Jeroen Dijsselbloem, president of the eurogroup, was speaking hours after Cyprus reached an 11th-hour €10bn bailout deal with international lenders that avoids a levy on bank accounts but will force large losses on big deposits in the island’s two largest lenders.
European bank stocks and the euro suffered sharp losses following his comments amid concerns over the safety of bank deposits in any future bailouts. The single currency fell more than 1 per cent against the dollar, wiping out all its earlier gains following relief that a deal had been struck in Cyprus.
Shares in Italy’s two largest banks, UniCredit and Intesa Sanpaolo, fell 6 per cent, while shares in French bank Société Générale also lost 6 per cent.
Yesterday’s deal allowed the European Central Bank to keep its emergency lifeline open to Cypriot banks yesterday, preventing a meltdown of the financial sector that threatened the country’s euro membership.
Nicos Anastasiades, the Cypriot president, announced last night that the country would introduce capital restrictions to prevent capital flight. But he stressed that the introduction of the controls would be “a very temporary measure that will gradually be relaxed”.

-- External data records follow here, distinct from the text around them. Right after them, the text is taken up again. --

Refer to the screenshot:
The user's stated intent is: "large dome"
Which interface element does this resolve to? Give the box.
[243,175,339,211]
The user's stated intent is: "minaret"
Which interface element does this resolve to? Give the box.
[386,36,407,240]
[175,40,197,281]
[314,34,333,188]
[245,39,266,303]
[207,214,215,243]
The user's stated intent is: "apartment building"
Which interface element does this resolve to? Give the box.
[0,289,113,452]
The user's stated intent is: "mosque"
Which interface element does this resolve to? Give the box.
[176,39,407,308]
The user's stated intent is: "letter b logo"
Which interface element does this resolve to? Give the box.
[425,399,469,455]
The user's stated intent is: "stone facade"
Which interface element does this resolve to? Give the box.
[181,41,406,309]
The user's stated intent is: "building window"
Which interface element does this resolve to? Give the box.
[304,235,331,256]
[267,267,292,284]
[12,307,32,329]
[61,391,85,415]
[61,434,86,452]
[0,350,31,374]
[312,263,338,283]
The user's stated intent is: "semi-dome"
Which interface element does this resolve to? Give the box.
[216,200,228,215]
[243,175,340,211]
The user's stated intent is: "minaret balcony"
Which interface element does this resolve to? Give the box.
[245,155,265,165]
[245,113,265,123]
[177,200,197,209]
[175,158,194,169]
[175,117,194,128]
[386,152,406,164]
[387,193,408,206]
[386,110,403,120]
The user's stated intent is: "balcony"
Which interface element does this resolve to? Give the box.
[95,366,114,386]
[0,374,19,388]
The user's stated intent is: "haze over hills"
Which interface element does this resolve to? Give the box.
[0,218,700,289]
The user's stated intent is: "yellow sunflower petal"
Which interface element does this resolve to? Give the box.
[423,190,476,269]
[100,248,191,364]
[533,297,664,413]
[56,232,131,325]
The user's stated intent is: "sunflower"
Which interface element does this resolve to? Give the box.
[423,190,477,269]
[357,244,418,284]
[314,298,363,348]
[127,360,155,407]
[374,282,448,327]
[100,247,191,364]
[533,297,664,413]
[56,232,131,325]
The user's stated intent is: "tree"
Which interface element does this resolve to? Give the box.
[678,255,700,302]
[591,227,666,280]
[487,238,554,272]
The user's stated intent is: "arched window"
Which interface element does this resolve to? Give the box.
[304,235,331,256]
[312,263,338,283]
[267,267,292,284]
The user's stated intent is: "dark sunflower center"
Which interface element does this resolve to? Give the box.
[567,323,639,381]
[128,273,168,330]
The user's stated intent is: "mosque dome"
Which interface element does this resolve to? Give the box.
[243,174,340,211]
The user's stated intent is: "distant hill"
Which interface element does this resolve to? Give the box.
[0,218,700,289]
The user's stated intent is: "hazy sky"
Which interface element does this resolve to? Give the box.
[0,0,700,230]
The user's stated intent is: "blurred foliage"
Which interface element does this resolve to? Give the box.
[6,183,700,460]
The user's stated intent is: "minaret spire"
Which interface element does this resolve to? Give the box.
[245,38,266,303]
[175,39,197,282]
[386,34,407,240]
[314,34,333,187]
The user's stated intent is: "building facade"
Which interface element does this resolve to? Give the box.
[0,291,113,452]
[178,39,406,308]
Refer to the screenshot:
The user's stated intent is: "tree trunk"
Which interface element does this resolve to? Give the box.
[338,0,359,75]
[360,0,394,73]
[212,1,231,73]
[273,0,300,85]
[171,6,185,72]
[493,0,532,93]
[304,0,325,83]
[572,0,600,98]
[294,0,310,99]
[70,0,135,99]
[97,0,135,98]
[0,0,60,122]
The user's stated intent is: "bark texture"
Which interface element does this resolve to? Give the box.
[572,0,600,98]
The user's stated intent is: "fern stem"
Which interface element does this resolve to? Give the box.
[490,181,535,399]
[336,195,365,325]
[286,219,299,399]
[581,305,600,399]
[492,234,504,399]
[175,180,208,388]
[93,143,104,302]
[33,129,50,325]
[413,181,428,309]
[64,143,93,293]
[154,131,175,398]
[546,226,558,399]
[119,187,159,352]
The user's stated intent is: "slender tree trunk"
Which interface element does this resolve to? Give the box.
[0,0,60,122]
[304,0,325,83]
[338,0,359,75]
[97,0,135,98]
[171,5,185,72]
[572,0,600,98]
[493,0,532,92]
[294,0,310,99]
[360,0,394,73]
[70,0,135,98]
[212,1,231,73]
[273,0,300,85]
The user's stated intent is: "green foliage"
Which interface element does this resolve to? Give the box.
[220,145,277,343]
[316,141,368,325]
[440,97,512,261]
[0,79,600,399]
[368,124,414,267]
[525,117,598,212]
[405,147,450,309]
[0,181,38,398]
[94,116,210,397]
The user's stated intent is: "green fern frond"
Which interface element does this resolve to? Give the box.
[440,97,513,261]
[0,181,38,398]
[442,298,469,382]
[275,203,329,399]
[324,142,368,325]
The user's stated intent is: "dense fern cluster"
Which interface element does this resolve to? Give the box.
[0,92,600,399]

Speaking to the Financial Times and Reuters, Mr Dijsselbloem said the relative market calm in recent months, coupled with the lack of market panic following the decision to force private investors and depositors to pay for the bailout of two large Cypriot banks, allowed the eurozone to pursue private money more aggressively when banks fail.
“Taking away the risk from the financial sector and taking it on to the public shoulders is not the right approach,” Mr Dijsselbloem, who is also the Dutch finance minister, said.
“If we want to have a healthy, sound financial sector, the only way is to say: ‘Look, there where you take the risks, you must deal with them, and if you can’t deal with them you shouldn’t have taken them on, and the consequence might be that it is end of story’,” he said.
“That’s an approach that I think we, now that we are out of the heat of the crisis, should consequently take.”
This approach would mark a radical change of course since the crisis began three years ago. In the Irish and Spanish banking sector rescues – which were similar to Cyprus in that bank failures risked plunging the governments into bankruptcy – several categories of private creditors, particularly senior bondholders and uninsured depositors, were untouched.